Speed Issues with Local Inference of llama2-70B-chat Model #957

baifanxxx · 2023-12-08T09:03:07Z

Hi there,

I hope this message finds you well. I am writing to report a performance issue I encountered while running the llama2-70B-chat model locally on an 8*A100 (80G) device. After downloading and configuring the model using the provided download.sh script, I attempted to run the example_chat_completion.py script with the following command:

torchrun --nproc_per_node 8 example_chat_completion.py --ckpt_dir llama-2-70b-chat/ --tokenizer_path tokenizer.model --max_seq_len 512 --max_batch_size 6

However, I encountered a RuntimeError related to inplace update to an inference tensor outside of InferenceMode. Following the advice given in this GitHub issue, I replaced @torch.inference_mode() with @torch.no_grad() in model.py and generation.py. This resolved the initial error, allowing the model to run locally.

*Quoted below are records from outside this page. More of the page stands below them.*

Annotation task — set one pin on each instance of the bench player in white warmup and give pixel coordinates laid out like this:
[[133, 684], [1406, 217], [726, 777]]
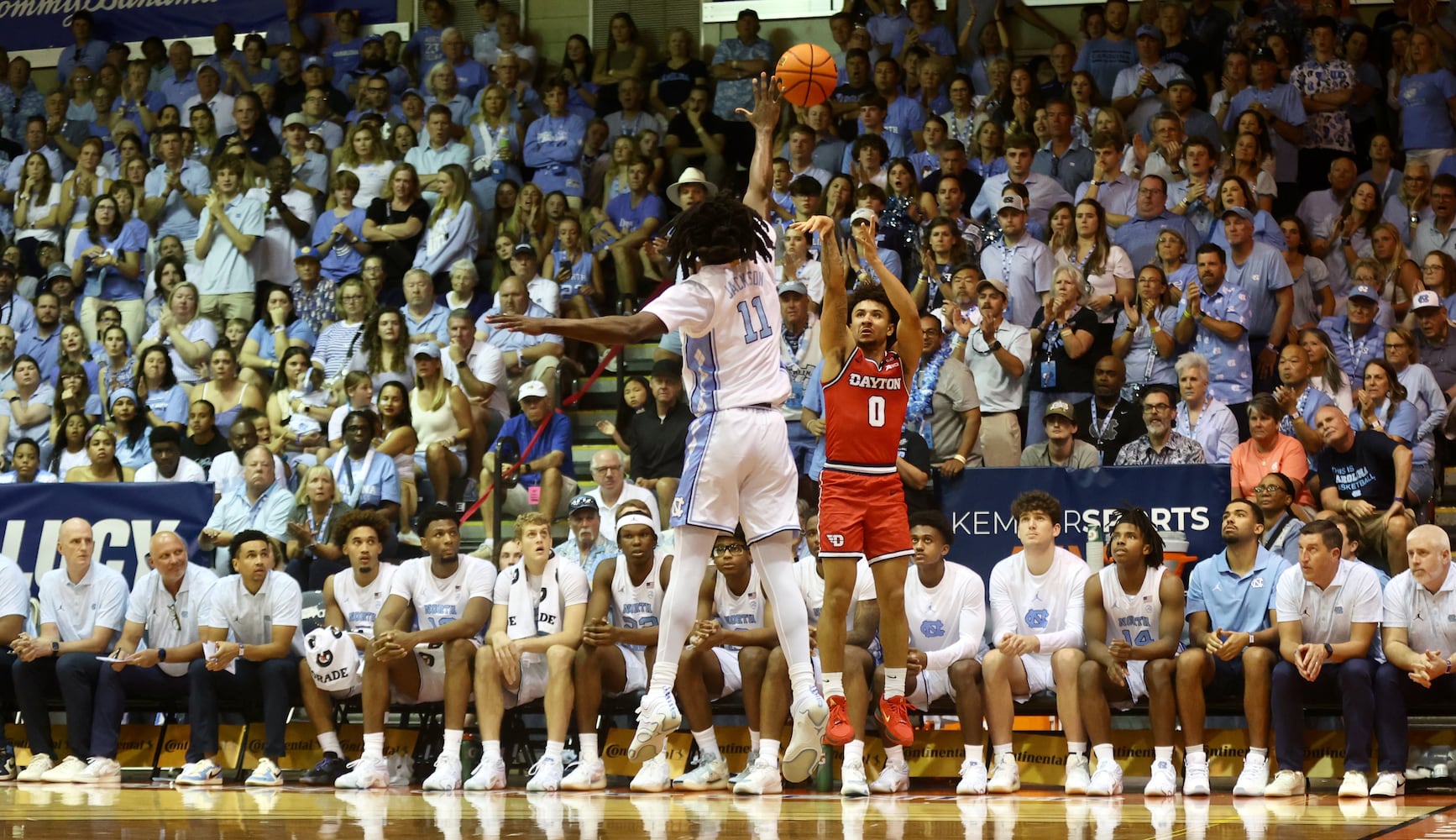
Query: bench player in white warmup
[[739, 468], [443, 601], [333, 653]]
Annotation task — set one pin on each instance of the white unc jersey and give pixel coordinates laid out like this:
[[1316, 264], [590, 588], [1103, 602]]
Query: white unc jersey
[[731, 331]]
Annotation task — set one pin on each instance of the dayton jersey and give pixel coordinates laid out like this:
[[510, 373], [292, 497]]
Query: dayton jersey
[[865, 409], [361, 605], [1132, 619], [739, 612], [442, 600], [1050, 605], [946, 621], [635, 606], [731, 327]]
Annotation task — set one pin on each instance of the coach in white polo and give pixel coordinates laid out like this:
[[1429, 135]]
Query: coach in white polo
[[81, 607], [158, 643], [1420, 645]]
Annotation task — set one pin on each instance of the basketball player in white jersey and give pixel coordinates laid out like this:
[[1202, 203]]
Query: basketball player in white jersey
[[438, 601], [619, 631], [536, 627], [1134, 617], [861, 654], [736, 381], [945, 607], [730, 653], [1035, 613], [329, 669]]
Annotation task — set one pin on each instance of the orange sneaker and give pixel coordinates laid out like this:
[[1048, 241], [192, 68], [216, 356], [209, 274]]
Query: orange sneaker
[[839, 730], [893, 715]]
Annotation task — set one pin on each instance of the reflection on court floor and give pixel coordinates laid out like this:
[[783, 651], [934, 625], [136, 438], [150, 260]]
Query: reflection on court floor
[[137, 811]]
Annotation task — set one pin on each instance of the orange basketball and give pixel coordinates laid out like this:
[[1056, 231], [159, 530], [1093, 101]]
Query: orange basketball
[[807, 73]]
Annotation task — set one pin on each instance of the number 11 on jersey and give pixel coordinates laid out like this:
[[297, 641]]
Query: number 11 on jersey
[[749, 333]]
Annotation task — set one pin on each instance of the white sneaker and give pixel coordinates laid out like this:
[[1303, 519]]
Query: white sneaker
[[1388, 785], [204, 772], [741, 774], [759, 778], [545, 776], [654, 776], [99, 770], [1164, 780], [657, 718], [67, 770], [710, 774], [1286, 784], [587, 776], [804, 750], [1254, 778], [852, 782], [364, 774], [1107, 780], [265, 774], [446, 774], [1078, 774], [1196, 774], [1005, 774], [490, 774], [973, 780], [39, 766], [1354, 786], [893, 780]]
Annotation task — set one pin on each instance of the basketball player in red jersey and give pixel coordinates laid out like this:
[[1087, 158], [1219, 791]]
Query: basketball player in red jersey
[[862, 508]]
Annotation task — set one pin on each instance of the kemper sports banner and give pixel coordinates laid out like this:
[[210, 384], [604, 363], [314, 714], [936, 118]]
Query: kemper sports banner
[[123, 520], [38, 24], [1180, 498]]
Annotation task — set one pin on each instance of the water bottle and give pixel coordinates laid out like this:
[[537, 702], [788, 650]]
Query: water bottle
[[469, 753], [825, 774], [1095, 549]]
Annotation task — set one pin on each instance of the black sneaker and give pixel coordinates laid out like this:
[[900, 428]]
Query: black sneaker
[[327, 770]]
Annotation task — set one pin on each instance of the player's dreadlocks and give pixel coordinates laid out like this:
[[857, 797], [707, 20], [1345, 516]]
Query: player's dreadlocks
[[716, 232], [1138, 517]]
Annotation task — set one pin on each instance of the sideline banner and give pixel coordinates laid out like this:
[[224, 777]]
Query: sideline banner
[[123, 517], [1180, 498], [39, 24]]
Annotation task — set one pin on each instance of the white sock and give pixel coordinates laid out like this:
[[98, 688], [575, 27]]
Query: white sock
[[894, 683], [706, 742], [452, 746], [769, 752], [589, 748]]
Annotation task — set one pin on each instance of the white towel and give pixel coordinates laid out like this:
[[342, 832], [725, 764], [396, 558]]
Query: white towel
[[533, 612]]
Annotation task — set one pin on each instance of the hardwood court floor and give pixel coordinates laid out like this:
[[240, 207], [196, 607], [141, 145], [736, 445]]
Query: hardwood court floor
[[158, 812]]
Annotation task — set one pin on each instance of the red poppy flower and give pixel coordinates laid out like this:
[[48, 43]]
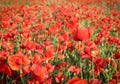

Nevertheless, I noticed a significant discrepancy in inference speed between the local environment and the online version available at llama2.ai. Locally, the model takes approximately 5 minutes for each inference, while the online version provides almost real-time results.

I have a few questions and concerns:

Performance Discrepancy: Is it reasonable to expect a difference in inference speed between local and online environments, or could there be an underlying issue with my local setup?
Impact of @torch.no_grad(): Does replacing @torch.inference_mode() with @torch.no_grad() have any significant impact on the inference speed? Could it be a contributing factor to the observed slowdown?
Hugging Face Models: Would using the Hugging Face version of the model result in faster inference speeds compared to the locally configured llama2-70B-chat model?
Optimizations for Local Inference: Are there any specific optimizations or configurations, such as flash attention, that could be applied to improve the local inference speed?

I appreciate your assistance in addressing these concerns and would be grateful for any guidance or recommendations to optimize the local performance of the llama2-70B-chat model.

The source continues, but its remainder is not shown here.